The legal breakthrough: design defect theory. Plaintiffs argued that infinite scroll, autoplay, and algorithmic recommendations are product design choices, comparable to a car manufacturer using defective brakes. Section 230 protects platforms from liability for user-generated content, but it doesn’t shield product design decisions. By targeting how platforms are built—not what users post—the California case bypassed Section 230 immunity entirely.
K.G.M. is the first of three California bellwether cases testing social media addiction law. More verdicts are coming, and they’re all using the same legal strategy: sue for product design, not content moderation.
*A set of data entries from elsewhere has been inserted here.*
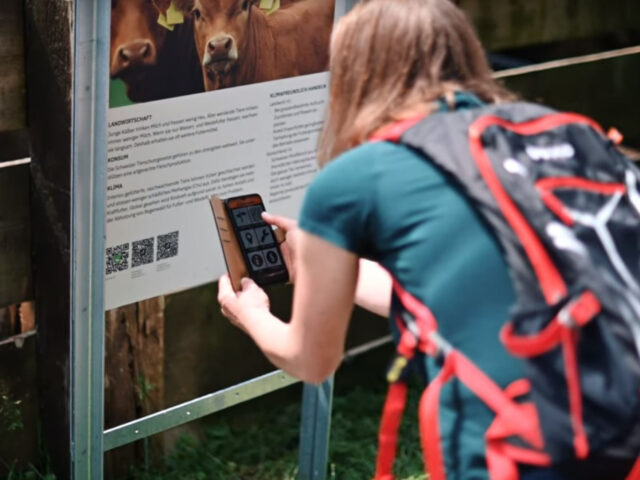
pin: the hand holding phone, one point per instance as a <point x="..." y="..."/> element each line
<point x="249" y="243"/>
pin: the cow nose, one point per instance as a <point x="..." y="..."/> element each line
<point x="141" y="52"/>
<point x="220" y="47"/>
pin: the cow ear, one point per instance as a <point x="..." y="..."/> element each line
<point x="246" y="4"/>
<point x="184" y="5"/>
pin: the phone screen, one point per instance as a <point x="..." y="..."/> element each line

Section 230 Immunity Has Cracks When Child Safety Is Involved
For decades, Section 230 of the Communications Decency Act has shielded platforms from lawsuits over user-generated content. Tech companies treated it as an absolute immunity. These two verdicts prove it’s not.
The New Mexico case bypassed Section 230 by suing under consumer protection law—Meta misled users about safety, a business practice violation. The California case targeted product design defects, arguing platforms engineered addictive features knowing they harm children. Neither approach challenges Section 230 directly, but both render it irrelevant when child safety is at stake.
Congress is paying attention. Bipartisan legislation is mounting. Rep. Patronis introduced the PROTECT Act to repeal Section 230 entirely. Sen. Durbin’s Sunset Section 230 Act has bipartisan support. Sens. Cruz and Klobuchar’s Take It Down Act focuses specifically on protecting children from non-consensual intimate images. Child safety is the wedge issue cracking Section 230’s immunity, and courts are moving faster than Congress.
What’s Next: Appeals, More Lawsuits, and the Litigation Wave Meta Can’t Stop
Meta will appeal both verdicts. “We respectfully disagree with the verdict and will appeal,” a spokesperson said. Appeals will take years, but the precedent stands. New Mexico won, California won, and 42 other states are watching.
School districts are eyeing these verdicts closely, considering lawsuits for student mental health harms caused by platform addiction. K.G.M. provides a legal blueprint. Legal experts report administrators are consulting attorneys, viewing platform addiction as an educational crisis with a legal remedy.
For platform builders and developers, the implications are clear. Algorithmic recommendation systems are now a legal liability if they target minors. Age verification and child safety features aren’t optional—they’re legal requirements. Internal communications about known harms are discoverable in court, as Meta learned when its 2019 emails were unsealed. Engagement optimization can be deemed a product defect if it’s designed to addict children.
$375 million is a rounding error for Meta, which posted $40 billion in profit in 2025. But legal precedent isn’t. Two verdicts in two days isn’t coincidence—it’s a reckoning. Courts are rewriting the rules for Big Tech and children, and Section 230 can’t save them anymore.